Next Noble Pen Meeting
July 28th, 2016 at 7 pm
1906 Blairs Ferry Rd NE, Cedar Rapids
It has long been known that there are only a few basic plots that get retold in different setting. Now academic research has categorized 1700 books into six types of emotional arc. Their study used a computer program looking for emotion-laden keywords in the texts.
Dylan, Cassie, and Stacie participated in the 30-author signing event at Lindale Mall and all had sales.
Stacie donated her book to several libraries.
Aimee did a beta read for Stacie and gave lots of feedback.
Nick edited a short story.
Dylan gained more patrons and sold an old novella.

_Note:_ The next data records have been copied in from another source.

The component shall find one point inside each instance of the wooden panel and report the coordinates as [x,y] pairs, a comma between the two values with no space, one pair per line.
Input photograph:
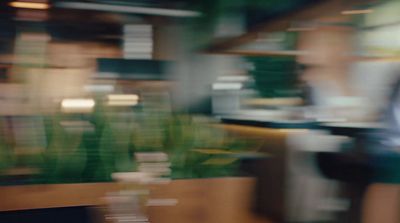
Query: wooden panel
[53,195]
[217,200]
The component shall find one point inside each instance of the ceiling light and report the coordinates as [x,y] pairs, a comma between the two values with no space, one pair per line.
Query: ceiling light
[77,105]
[30,5]
[355,12]
[123,97]
[129,9]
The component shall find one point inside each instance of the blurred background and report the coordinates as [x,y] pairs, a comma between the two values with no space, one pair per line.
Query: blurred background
[199,111]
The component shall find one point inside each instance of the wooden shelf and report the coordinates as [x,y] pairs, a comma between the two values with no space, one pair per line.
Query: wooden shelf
[283,22]
[54,195]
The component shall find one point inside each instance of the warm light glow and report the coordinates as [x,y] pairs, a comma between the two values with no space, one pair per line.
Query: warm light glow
[123,97]
[122,103]
[30,5]
[77,103]
[354,12]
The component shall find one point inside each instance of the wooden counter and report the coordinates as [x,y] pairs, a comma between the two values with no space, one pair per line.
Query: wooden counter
[216,200]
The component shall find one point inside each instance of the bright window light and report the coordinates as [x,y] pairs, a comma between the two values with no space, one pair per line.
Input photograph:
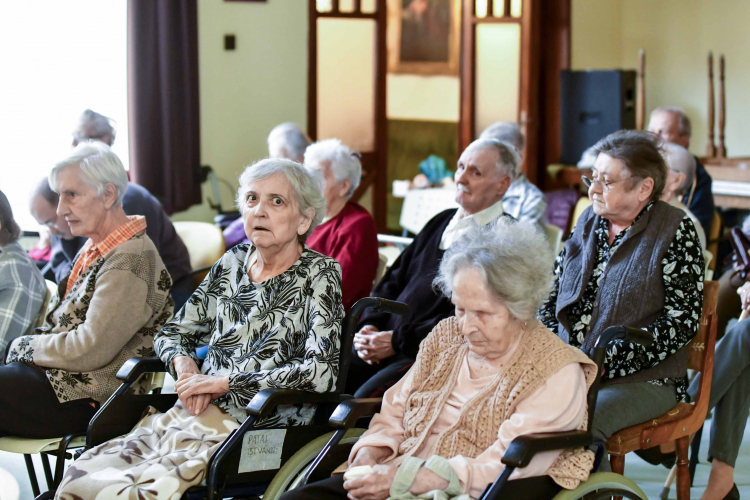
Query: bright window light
[57,59]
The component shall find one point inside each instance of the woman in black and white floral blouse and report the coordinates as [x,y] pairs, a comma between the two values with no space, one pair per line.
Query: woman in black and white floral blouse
[270,312]
[635,261]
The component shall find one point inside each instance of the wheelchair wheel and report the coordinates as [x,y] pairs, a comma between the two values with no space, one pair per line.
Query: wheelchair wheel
[294,469]
[604,485]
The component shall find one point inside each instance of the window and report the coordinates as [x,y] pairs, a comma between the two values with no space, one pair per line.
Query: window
[57,59]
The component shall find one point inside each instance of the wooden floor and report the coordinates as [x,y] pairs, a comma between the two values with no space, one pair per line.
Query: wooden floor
[648,477]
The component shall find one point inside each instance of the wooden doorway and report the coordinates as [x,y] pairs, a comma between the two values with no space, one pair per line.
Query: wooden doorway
[347,88]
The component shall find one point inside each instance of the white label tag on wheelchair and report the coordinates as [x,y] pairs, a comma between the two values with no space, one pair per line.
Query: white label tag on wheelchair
[261,450]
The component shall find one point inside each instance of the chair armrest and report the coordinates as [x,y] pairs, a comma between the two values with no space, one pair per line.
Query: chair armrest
[522,449]
[265,401]
[135,367]
[348,412]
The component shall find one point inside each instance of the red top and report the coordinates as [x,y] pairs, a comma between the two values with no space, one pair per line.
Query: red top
[351,239]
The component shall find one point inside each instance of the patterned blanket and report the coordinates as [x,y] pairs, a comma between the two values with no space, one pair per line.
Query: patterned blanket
[163,456]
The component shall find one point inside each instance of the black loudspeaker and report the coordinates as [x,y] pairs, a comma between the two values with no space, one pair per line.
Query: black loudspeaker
[593,104]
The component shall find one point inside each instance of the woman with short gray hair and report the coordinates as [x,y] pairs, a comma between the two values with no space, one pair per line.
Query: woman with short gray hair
[492,363]
[632,260]
[105,312]
[348,233]
[270,312]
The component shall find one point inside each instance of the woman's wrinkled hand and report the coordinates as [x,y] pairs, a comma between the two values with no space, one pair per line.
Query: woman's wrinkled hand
[370,455]
[196,390]
[425,481]
[744,292]
[375,486]
[185,364]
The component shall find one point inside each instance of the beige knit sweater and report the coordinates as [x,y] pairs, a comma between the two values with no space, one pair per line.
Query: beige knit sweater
[539,355]
[110,315]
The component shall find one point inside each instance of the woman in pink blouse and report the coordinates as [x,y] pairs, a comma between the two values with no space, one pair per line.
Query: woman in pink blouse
[482,378]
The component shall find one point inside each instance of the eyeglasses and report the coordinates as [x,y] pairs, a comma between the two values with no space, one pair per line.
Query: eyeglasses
[605,184]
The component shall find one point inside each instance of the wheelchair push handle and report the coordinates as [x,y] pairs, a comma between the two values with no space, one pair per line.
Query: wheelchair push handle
[625,333]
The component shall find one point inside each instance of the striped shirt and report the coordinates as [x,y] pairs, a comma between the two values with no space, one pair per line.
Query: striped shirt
[90,252]
[22,293]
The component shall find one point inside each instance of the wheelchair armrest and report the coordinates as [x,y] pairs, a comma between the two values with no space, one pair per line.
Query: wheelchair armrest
[265,401]
[135,367]
[522,449]
[348,412]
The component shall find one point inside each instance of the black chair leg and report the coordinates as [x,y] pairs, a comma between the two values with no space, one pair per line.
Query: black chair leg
[32,475]
[695,447]
[47,470]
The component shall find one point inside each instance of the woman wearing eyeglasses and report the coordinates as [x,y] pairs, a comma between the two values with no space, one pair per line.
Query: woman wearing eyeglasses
[636,261]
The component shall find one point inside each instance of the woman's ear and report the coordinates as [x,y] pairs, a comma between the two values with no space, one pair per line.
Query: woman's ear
[305,221]
[110,195]
[647,187]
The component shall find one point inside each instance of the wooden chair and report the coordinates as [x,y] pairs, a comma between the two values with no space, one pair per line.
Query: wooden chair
[685,418]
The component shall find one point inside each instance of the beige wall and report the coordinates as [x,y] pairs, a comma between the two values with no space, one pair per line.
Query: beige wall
[677,35]
[246,92]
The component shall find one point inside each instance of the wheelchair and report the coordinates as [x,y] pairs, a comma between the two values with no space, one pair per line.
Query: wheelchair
[600,485]
[222,479]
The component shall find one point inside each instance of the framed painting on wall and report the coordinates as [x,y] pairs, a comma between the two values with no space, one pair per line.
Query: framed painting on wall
[424,36]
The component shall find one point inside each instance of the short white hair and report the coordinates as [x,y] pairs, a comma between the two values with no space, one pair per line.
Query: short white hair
[680,159]
[289,136]
[508,160]
[506,132]
[344,163]
[307,184]
[95,126]
[99,166]
[683,124]
[514,259]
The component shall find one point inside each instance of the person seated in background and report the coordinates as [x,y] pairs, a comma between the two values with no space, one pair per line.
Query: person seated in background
[348,232]
[106,311]
[673,125]
[22,287]
[271,314]
[636,261]
[137,201]
[285,141]
[522,200]
[386,345]
[730,402]
[482,378]
[680,175]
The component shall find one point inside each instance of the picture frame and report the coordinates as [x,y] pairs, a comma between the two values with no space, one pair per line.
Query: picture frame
[424,36]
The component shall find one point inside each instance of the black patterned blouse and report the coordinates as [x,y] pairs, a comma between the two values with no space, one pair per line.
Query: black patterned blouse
[284,332]
[683,271]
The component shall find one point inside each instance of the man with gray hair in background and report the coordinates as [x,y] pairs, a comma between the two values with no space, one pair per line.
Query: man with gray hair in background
[523,200]
[285,141]
[386,345]
[673,125]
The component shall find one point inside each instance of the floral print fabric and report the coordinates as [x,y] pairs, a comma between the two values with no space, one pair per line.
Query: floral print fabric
[682,271]
[282,333]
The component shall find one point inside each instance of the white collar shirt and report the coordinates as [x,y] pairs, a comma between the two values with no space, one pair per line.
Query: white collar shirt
[458,225]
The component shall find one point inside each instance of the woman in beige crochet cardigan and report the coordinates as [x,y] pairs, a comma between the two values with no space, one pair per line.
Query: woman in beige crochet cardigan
[482,378]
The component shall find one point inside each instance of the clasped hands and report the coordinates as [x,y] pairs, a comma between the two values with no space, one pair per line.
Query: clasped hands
[372,345]
[377,485]
[194,389]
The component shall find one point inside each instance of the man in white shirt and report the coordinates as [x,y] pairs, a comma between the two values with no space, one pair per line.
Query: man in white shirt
[522,200]
[388,344]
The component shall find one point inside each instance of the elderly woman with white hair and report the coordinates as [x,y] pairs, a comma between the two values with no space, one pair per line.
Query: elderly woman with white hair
[270,312]
[105,312]
[680,175]
[348,232]
[482,378]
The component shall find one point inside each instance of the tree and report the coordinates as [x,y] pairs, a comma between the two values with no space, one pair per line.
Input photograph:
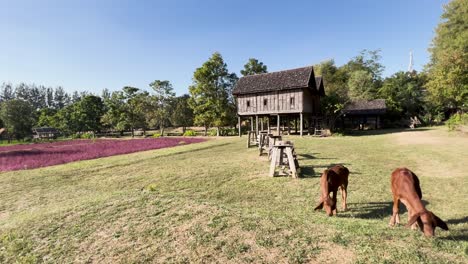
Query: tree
[46,117]
[115,116]
[364,74]
[448,67]
[159,115]
[360,85]
[6,92]
[87,114]
[18,118]
[182,114]
[61,98]
[253,66]
[133,108]
[211,94]
[49,98]
[403,94]
[81,116]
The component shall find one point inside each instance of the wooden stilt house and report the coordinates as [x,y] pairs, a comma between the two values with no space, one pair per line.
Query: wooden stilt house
[282,98]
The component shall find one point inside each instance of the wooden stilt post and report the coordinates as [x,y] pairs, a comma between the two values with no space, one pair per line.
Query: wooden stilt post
[301,123]
[295,125]
[268,125]
[238,122]
[256,124]
[277,125]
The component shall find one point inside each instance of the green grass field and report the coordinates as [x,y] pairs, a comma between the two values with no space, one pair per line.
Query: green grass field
[213,202]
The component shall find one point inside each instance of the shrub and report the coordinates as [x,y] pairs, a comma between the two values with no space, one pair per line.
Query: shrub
[456,121]
[87,135]
[228,131]
[190,133]
[212,132]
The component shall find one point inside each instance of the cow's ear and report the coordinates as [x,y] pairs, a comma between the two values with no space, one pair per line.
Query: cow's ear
[319,206]
[440,223]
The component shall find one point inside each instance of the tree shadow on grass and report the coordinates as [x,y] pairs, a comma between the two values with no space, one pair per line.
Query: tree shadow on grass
[308,171]
[371,210]
[375,210]
[374,132]
[309,156]
[461,234]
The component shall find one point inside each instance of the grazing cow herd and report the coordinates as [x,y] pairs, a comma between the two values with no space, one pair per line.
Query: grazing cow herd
[405,188]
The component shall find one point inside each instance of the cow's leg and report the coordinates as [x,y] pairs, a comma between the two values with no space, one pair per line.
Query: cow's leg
[344,195]
[414,226]
[334,201]
[395,219]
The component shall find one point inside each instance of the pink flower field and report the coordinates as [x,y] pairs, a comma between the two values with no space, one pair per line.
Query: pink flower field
[31,156]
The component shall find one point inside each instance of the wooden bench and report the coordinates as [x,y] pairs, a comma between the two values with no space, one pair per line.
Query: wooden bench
[284,158]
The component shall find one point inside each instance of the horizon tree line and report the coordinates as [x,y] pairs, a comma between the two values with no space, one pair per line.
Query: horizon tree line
[440,90]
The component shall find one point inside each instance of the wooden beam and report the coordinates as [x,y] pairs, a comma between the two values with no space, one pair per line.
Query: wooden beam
[238,122]
[302,124]
[256,124]
[277,125]
[268,125]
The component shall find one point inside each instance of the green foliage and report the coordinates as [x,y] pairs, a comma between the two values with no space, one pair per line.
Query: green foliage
[403,94]
[211,93]
[253,66]
[190,133]
[126,110]
[213,132]
[456,121]
[87,135]
[182,114]
[46,117]
[18,118]
[360,84]
[364,75]
[448,68]
[228,131]
[159,111]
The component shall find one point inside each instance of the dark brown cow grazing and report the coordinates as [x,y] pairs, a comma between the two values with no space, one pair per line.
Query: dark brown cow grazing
[405,188]
[332,178]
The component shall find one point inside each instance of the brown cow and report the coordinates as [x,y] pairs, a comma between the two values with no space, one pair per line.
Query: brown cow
[332,178]
[405,188]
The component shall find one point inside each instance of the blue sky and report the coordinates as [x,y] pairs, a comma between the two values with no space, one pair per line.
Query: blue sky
[95,44]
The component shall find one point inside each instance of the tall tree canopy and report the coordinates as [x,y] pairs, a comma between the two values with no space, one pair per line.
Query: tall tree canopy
[448,67]
[211,93]
[403,94]
[253,66]
[18,118]
[160,112]
[182,114]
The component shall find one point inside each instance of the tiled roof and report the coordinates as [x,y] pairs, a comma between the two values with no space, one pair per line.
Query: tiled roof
[277,81]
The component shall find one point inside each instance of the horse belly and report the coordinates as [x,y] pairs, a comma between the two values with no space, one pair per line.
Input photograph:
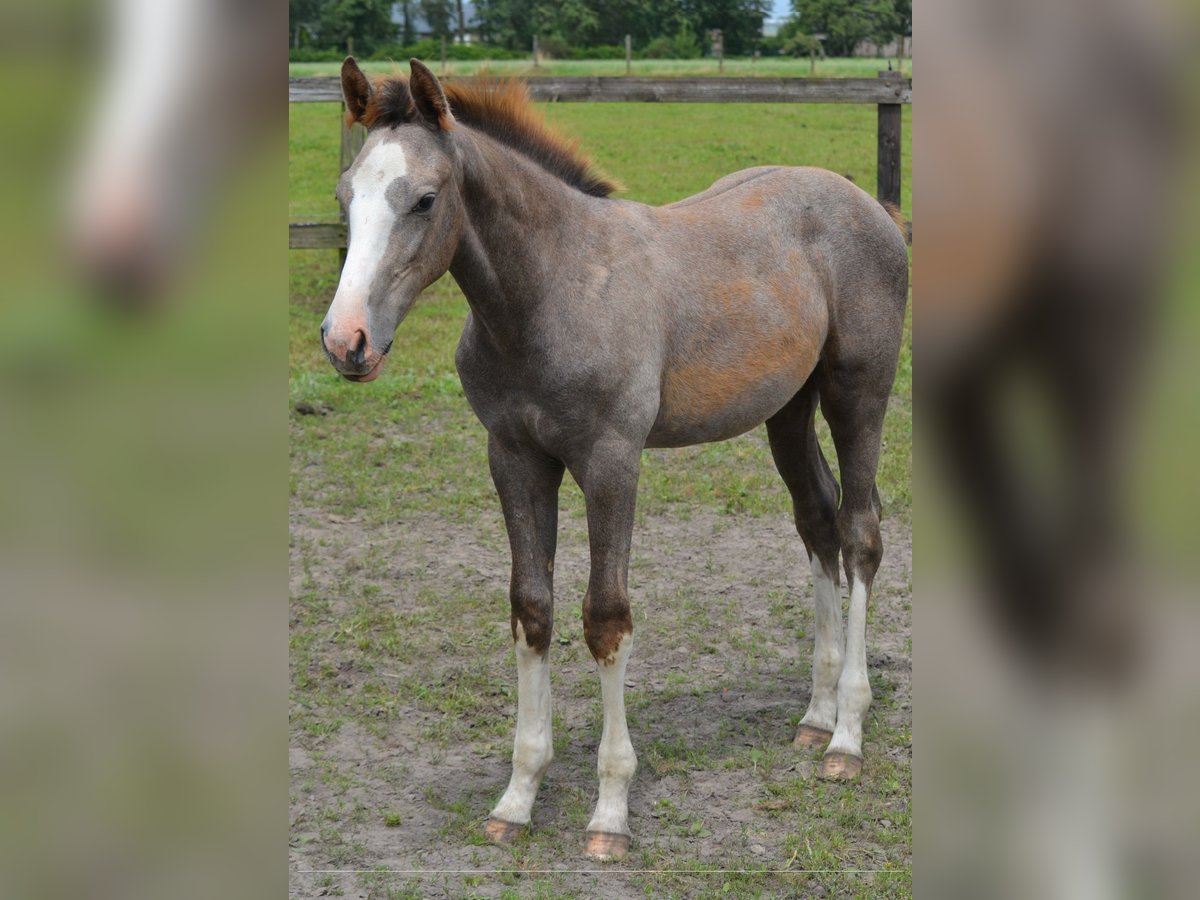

Dialog is an important part of nearly all fiction. Some of the guidelines are pretty well agreed. Mostly use “he said” for a tag. When it works, use an action instead of a tag. Good dialog has some of our natural speech habits with sentence fragments and pause filers, but is brief compared to a real transcript of conversation.
Here are some guidelines for choosing dialog tags and proper punctuation. However, Steven James revises some standard rules.
We’re often cautioned against opening a story with dialog. It is easy to lose the reader with a long conversation between people who have not been introduced, talking about things that have not been established as important.
On the other hand, dialog that establishes the situation and people can be very effective. My favorite quote on this point is the opening of the Robert Heinlein story Free Men where the characters give much information by implication.
“That makes three provisional presidents so far,” the Leader said. “I wonder how many more there are?” He handed the flimsy sheet back to the runner, who placed it in his mouth and chewed it up like gum.
The third man shrugged. “No telling. What worries me-“ A mockingbird interrupted. “Doity, doity, doity,” he sang. “Terloo, terloo, terloo, purty-purtypurty-purty.”
The clearing was suddenly empty
“As I was saying,” came the voice of the third man in a whisper in the Leader’s ear, “it ain’t how many worries me, but how you tell a de Gaulle from a Laval. See anything?”
“Convoy. Stopped below us.” The Leader peered through bushes and down the side of a bluff.
Notice that he does not tell you we are hiding in the woods with a resistance group in a country where a breakdown or conquest has splintered the loyalties of the population, because that can be inferred from the dialog and action.